Professor Dr. Johannes Grave

Alfried Krupp Senior Fellow
(Oktober 2014 - März 2015)

  • Geboren 1976 in Thuine (Emsland)
  • Studium der Kunstgeschichte, Mittellateinischen Philologie und Mittelalterlichen Geschichte in Freiburg i. Br.
  • Professor für Historische Bildwissenschaft und Kunstgeschichte an der Universität Bielefeld

Fellow-Projekt: "Der Akt des Betrachtens. Zur rezeptionsästhetischen Temporalität von Bildern"
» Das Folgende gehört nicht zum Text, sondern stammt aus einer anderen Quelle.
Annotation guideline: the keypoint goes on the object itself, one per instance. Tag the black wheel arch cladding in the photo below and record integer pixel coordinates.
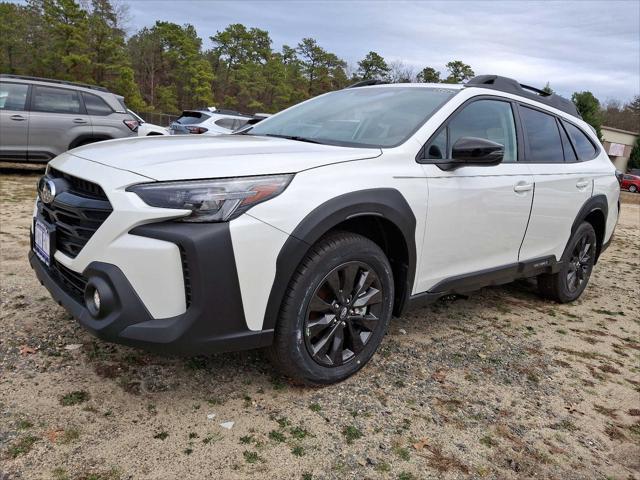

Bilder sind auf besondere Weise in Zeitlichkeit verstrickt; in ihnen verschränken sich unvermeidlich verschiedenste Zeitebenen: die Zeit des Dargestellten, die Alterung des Bildträgers, Prozesse der Wahrnehmung sowie Erinnerungen und Erwartungen des Betrachters. Die Wahrnehmung von Bildern lässt sich daher nicht als simultane Schau einer gegebenen visuellen Ganzheit verstehen, sondern vollzieht sich in einer eigenen Zeit, in der das Sehen vorgezeichneten Spuren folgt oder neue Wege durch das im Bild anschaulich Gegebene bahnt. Jeder Akt des Bild-Betrachtens impliziert Prozesse, in denen verschiedene Elemente des Bildes zueinander ins Verhältnis gesetzt werden.
Für die Spezifik der Zeiterfahrungen vor Bildern sind deren rezeptionsästhetische Qualitäten von zentraler Bedeutung. Durch seine Gestaltung ermöglicht das Bild bestimmte Wahrnehmungsprozesse oder schränkt sie ein. Inwiefern und mit welchen Mitteln Bilder die komplexe Zeitlichkeit ihrer Rezeption beeinflussen, ist jedoch noch weitgehend ungeklärt. Die geplante, systematisch angelegte Untersuchung soll einen begrifflichen und analytischen Rahmen für eine Rezeptionsästhetik des Bildes entwickeln, die die Zeitlichkeit des Akts der Bildbetrachtung in ihr Zentrum stellt. Dabei ist nicht zuletzt eine neue Antwort auf die Frage zu erwarten, warum Bildern auch jenseits einer Rhetorik der Evidenz oder täuschenden Realitätseffekten eine besondere Wirkmacht zukommen kann.